“But we don’t march there to-day, do we?”

“If you can,” he said cheerfully. “But it’s about twenty kilos, and by the time you’ve got to Vitry you probably won’t be sorry to have a rest.”

The prospect of a twenty-kilometre march along the unspeakable French roads was anything but encouraging. It was drizzling slightly, and there seemed no likelihood of getting any food. In a sad silence we waited, while the scattered groups of prisoners were collected into a party sufficiently large to be moved off together.

Proceedings were at this point considerably delayed by a company sergeant-major of the Blankshires who had spent his last moments of liberty near the rum jar; and under its influence he could not rid himself of the idea that he was still in charge of a parade. Nothing would induce him to fall in in the ranks. He persisted in standing on a bank, from which he directed operations in bucolic spasms, meanwhile treating the Germans with the benevolent patronage that he had been wont to display before the newly-joined subaltern. It was the one flash of humour that that grey afternoon provided.

At last enough stragglers had dribbled in, six officers and about a hundred and twenty men, and the march back began.

Nothing could exceed the depression of that evening. The rain began to fall heavily, and through its dim sheets peered the mournful eyes of ruined villages. We marched in silence; Vis-en-Artois, Dury, Torquennes, one by one they were passed, the landmarks we had once picked out from the Monchy heights. A stage of exhaustion had been reached when movement became mechanical. For twelve hours we had had no food, and no rest for at least sixteen, and to this physical weariness was added the depression that the bleak French landscape never fails to evoke—the grey stretches of rolling ground unrelieved by colour; the dead-straight roads lined by tree-stumps, the broken homesteads; and to all this was again added the cumulative helplessness that the events of the day had roused; the knowledge of the ignominy of one’s position, and the uncertainty of what was to come.

Gradually the succession of broken houses yielded to whole but deserted villages; and these woke even more the sense of loneliness, of nostalgia. Formerly, on the way back from the line, there was nothing so cheering as to see through the night the first signs of civilisation. Then they were to the imagination as kindly hands welcoming it back to the joys from which it had been exiled. But now the shadowy arms of a distant windmill only served to increase the feeling of banishment and separation. Behind us we could hear the dull roll of guns, we could see the flares of the Verey lights curving against the sky; and these seemed nearer happiness than the untouched barns.

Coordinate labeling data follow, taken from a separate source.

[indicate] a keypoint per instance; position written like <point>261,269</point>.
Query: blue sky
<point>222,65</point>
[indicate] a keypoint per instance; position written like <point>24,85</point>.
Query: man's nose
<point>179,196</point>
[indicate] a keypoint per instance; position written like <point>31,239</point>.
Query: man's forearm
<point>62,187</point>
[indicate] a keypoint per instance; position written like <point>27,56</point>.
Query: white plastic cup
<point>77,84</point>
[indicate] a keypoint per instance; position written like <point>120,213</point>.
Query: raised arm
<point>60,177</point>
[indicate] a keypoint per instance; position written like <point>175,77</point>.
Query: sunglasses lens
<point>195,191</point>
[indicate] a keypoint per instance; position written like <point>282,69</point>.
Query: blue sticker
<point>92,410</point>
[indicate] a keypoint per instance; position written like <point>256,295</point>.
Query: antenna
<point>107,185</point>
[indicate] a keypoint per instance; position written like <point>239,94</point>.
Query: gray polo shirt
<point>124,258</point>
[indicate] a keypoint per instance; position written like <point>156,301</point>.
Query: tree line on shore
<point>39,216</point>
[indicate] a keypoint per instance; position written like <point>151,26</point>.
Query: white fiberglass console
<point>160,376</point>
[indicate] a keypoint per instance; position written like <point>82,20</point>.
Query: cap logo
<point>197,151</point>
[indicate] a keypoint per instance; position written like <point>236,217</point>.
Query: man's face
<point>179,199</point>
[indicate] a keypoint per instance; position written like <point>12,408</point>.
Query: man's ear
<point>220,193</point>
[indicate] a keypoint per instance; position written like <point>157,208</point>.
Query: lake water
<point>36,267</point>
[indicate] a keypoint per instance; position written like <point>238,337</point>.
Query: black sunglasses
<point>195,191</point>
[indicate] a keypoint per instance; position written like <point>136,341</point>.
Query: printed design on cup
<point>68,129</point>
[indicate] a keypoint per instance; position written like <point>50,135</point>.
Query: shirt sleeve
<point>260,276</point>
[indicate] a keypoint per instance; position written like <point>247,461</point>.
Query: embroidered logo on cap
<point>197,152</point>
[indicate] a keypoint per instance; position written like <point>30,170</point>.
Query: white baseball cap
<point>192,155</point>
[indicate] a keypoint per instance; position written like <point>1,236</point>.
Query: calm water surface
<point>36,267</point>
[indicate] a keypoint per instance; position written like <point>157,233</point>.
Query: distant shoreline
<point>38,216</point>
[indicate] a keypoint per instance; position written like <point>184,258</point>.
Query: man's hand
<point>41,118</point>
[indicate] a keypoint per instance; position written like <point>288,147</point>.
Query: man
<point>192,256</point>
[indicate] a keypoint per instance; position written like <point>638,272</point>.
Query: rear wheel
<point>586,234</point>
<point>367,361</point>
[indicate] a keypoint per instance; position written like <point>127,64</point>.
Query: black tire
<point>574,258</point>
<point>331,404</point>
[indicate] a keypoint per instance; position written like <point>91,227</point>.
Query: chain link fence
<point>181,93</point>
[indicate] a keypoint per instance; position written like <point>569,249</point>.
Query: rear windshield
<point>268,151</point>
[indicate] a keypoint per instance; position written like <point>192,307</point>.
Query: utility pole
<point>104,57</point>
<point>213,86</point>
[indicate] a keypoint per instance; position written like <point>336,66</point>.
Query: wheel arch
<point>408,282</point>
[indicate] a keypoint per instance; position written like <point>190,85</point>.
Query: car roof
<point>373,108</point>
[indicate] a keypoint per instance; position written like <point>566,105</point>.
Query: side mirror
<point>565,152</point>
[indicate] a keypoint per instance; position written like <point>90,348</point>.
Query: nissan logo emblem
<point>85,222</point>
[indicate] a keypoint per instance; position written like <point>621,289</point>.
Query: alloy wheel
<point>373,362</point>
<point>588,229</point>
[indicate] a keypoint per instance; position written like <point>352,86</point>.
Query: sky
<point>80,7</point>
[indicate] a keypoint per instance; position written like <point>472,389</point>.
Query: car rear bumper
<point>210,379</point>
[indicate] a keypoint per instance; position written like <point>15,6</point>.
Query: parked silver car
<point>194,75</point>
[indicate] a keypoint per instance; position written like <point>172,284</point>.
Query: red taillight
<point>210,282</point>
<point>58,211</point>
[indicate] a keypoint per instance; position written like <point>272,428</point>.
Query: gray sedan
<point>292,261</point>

At last towards ten o’clock we reached Vitry and were herded into an open cage. The whole surface of it was a liquid slime, round which men were moving, trying to keep warm. Sleep there was impossible. But at any rate there was something to eat, a cup of coffee, a quarter of a loaf of bread. The German officer received us as a hotel-keeper receives guests for whom he has no beds.

“I am very sorry, gentlemen,” he said; “but you’re only here for one night. But I think I might be able to find you a little room in the hut for the wounded.”

And so tired were we that there was pleasure in the mere prospect of a roof; and on a floor covered with lousy straw we passed the night in snatches of sleep, disturbed every moment by the tossing of cramped limbs, and by the presence of muddy boots driven against one’s face, and brawny Highlanders sprawling across one’s chest. But in that state of exhaustion these troubles were remote—for a while at any rate we could be still; and in the waking moments there lay no venom even in the recurring thought that on the next morning we should have to begin our march afresh.